Mon chien aboie trop
L’aboiement est une communication: la solution dépend de ce que le chien dit. Les cinq raisons courantes et ce qui réduit réellement chacune.
Aboyer est un comportement normal. Aboyer trop est un symptôme, et le traitement dépend entièrement de laquelle de plusieurs causes très différentes est en jeu. Vouloir supprimer le bruit sans identifier la cause fonctionne rarement et aggrave souvent.
Identifier le type
L’aboiement d’alerte. Déclenché par quelque chose de vu ou d’entendu: quelqu’un à la porte, un passant, un autre chien. Séries courtes, souvent à une fenêtre ou un portail, qui cessent quand le déclencheur s’éloigne.
L’aboiement de demande. Dirigé vers vous. Le chien vous regarde, marque une pause pour vérifier si cela marche, et recommence. Il continue parce qu’à un moment cela a marché.
L’aboiement d’ennui. Long, répétitif, souvent monotone, quand le chien est seul ou n’a rien à faire. Fréquent chez les races de travail dans de petits logements.
L’aboiement d’anxiété. Commence peu après votre départ et se poursuit. Généralement avec déambulation, salivation, destructions près des portes ou malpropreté. C’est de l’anxiété de séparation, et cela demande un vrai traitement, pas une correction.
L’aboiement de frustration. À une clôture, en laisse ou devant un obstacle, quand le chien veut atteindre quelque chose et ne le peut pas.

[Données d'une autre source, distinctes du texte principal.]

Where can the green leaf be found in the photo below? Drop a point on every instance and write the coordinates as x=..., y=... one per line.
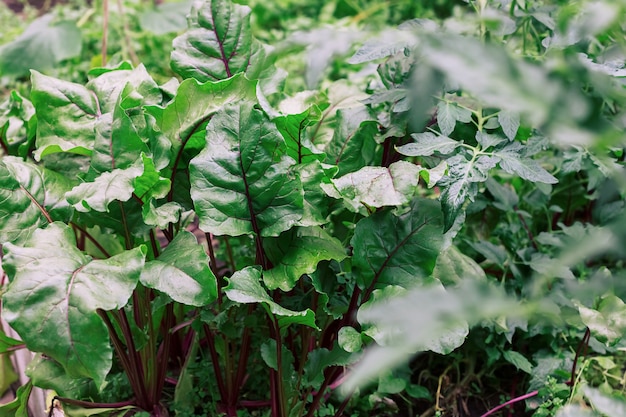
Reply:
x=240, y=182
x=244, y=287
x=608, y=321
x=63, y=289
x=512, y=162
x=67, y=114
x=376, y=186
x=182, y=272
x=292, y=127
x=301, y=257
x=448, y=113
x=398, y=249
x=518, y=360
x=194, y=105
x=218, y=43
x=29, y=194
x=353, y=145
x=42, y=46
x=428, y=143
x=19, y=406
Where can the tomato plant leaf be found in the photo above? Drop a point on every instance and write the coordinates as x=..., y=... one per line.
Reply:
x=402, y=249
x=182, y=272
x=63, y=289
x=240, y=182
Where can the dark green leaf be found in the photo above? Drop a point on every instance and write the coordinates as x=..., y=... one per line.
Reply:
x=63, y=289
x=182, y=272
x=218, y=43
x=244, y=286
x=240, y=182
x=42, y=46
x=402, y=249
x=301, y=257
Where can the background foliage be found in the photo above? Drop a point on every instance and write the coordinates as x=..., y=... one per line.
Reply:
x=316, y=208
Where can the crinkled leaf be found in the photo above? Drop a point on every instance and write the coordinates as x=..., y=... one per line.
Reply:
x=240, y=182
x=608, y=321
x=194, y=105
x=29, y=194
x=353, y=145
x=42, y=46
x=402, y=249
x=55, y=291
x=509, y=122
x=448, y=113
x=293, y=128
x=218, y=43
x=512, y=162
x=376, y=186
x=428, y=143
x=301, y=257
x=66, y=116
x=244, y=286
x=182, y=272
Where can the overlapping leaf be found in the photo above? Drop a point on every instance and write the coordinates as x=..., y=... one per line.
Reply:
x=55, y=291
x=392, y=249
x=240, y=182
x=182, y=272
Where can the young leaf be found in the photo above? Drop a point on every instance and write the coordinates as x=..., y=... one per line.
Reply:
x=428, y=143
x=218, y=43
x=376, y=186
x=402, y=249
x=64, y=288
x=244, y=287
x=240, y=182
x=301, y=257
x=66, y=116
x=182, y=272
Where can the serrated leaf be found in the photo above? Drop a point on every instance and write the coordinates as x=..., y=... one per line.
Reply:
x=353, y=145
x=400, y=249
x=448, y=113
x=26, y=190
x=240, y=182
x=42, y=46
x=512, y=162
x=509, y=122
x=244, y=286
x=428, y=143
x=218, y=43
x=301, y=257
x=519, y=361
x=66, y=116
x=376, y=186
x=182, y=272
x=194, y=105
x=64, y=288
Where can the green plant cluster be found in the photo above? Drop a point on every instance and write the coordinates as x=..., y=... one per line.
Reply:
x=356, y=218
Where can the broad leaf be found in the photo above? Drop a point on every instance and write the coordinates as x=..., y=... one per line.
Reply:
x=218, y=43
x=240, y=182
x=55, y=291
x=301, y=257
x=182, y=272
x=402, y=249
x=66, y=116
x=42, y=46
x=428, y=143
x=244, y=286
x=31, y=196
x=376, y=186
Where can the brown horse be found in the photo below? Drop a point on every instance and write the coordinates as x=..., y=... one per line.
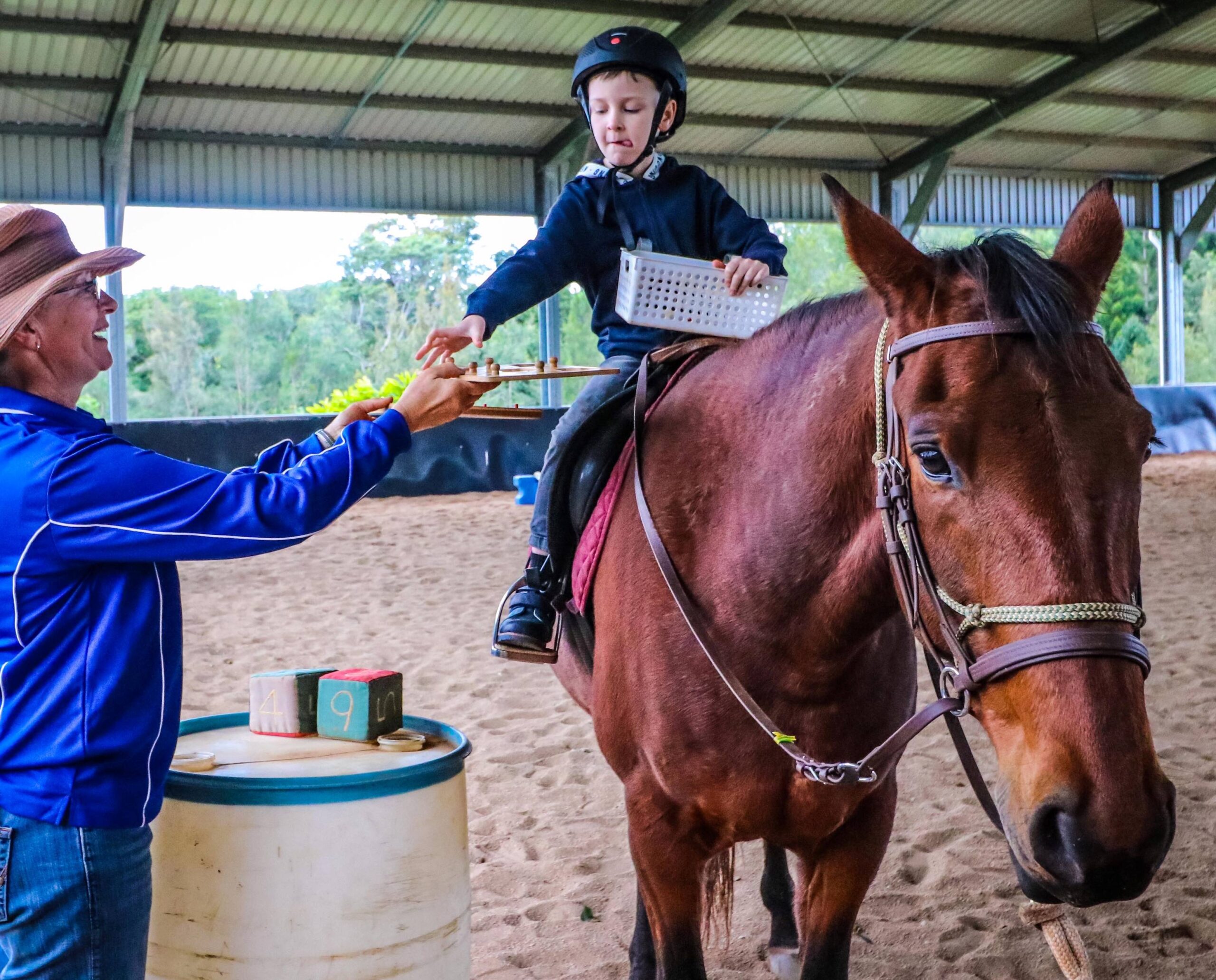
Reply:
x=1026, y=459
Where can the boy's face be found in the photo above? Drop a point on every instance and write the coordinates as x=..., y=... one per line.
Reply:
x=622, y=110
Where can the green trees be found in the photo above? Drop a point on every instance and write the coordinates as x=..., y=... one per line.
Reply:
x=205, y=352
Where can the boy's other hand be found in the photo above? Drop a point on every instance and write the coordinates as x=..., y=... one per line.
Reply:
x=446, y=341
x=438, y=394
x=357, y=412
x=742, y=273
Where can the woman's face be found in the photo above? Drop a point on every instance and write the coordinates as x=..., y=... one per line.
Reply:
x=622, y=111
x=71, y=326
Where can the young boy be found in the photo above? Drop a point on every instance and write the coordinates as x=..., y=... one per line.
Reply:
x=633, y=88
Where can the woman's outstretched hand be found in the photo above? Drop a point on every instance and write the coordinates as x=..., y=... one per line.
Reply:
x=438, y=394
x=742, y=273
x=446, y=341
x=358, y=412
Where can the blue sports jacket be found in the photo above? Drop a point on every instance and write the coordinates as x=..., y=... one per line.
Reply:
x=680, y=208
x=90, y=611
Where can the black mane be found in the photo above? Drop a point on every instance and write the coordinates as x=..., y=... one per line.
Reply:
x=1017, y=281
x=1018, y=284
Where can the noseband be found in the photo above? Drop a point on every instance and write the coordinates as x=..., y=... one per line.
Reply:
x=955, y=670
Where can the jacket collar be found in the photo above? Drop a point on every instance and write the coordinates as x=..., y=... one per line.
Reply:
x=19, y=404
x=598, y=170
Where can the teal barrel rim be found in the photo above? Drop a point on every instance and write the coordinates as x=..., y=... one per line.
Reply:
x=250, y=790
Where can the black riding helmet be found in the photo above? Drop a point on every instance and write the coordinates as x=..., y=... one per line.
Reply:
x=635, y=49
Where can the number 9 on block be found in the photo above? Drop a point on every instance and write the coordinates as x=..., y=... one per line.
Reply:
x=359, y=705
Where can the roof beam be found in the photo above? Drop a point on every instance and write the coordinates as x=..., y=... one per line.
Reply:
x=374, y=87
x=1121, y=45
x=1180, y=179
x=639, y=10
x=1104, y=139
x=924, y=195
x=140, y=57
x=1197, y=224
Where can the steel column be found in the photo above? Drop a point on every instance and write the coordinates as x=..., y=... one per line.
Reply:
x=551, y=347
x=116, y=175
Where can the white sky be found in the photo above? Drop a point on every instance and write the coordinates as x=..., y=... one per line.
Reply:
x=250, y=249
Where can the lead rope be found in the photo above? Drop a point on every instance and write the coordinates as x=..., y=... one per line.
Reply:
x=1063, y=938
x=1061, y=933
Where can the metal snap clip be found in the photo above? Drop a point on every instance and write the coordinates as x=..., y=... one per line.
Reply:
x=948, y=688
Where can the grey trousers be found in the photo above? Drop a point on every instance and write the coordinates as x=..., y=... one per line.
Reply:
x=598, y=392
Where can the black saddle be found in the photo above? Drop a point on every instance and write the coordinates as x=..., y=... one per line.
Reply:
x=583, y=468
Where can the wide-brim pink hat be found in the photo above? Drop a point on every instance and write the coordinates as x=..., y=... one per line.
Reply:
x=37, y=257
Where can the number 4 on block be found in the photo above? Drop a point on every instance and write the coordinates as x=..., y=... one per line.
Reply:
x=284, y=702
x=359, y=705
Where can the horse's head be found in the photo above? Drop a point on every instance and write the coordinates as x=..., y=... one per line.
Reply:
x=1024, y=457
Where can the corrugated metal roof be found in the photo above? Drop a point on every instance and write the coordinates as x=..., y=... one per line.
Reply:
x=26, y=54
x=76, y=10
x=767, y=72
x=54, y=170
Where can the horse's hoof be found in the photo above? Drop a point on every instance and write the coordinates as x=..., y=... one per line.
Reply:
x=785, y=963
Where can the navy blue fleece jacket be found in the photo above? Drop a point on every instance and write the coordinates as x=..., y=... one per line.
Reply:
x=680, y=208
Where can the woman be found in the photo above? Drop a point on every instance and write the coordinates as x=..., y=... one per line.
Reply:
x=90, y=645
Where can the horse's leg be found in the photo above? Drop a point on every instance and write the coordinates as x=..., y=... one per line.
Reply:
x=669, y=866
x=778, y=894
x=641, y=950
x=836, y=876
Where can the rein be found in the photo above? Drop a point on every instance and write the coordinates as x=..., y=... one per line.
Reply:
x=955, y=672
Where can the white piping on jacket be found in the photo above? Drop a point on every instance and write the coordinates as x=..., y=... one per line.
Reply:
x=16, y=614
x=161, y=724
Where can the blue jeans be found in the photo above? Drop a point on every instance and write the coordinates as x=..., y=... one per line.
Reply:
x=598, y=392
x=75, y=901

Ce qui aide, selon la cause
Alerte. Coupez la vue: film sur la vitre, canapé déplacé, rideau tiré. Remerciez le chien, puis rappelez-le et récompensez-le d’être venu. Vous ne l’empêchez pas de remarquer, vous raccourcissez sa réaction.
Demande. Ignorez complètement l’aboiement et récompensez le calme. Attendez-vous à ce que cela empire plusieurs jours: un comportement qui marchait est tenté plus fort avant d’être abandonné. Répondre par intermittence l’ancre plus fortement que répondre systématiquement.
Ennui. Plus d’exercice physique, et surtout plus de travail mental: pistage, jouets distributeurs, séances d’éducation, mastication. Vingt minutes de travail de nez fatiguent plus qu’une heure de promenade.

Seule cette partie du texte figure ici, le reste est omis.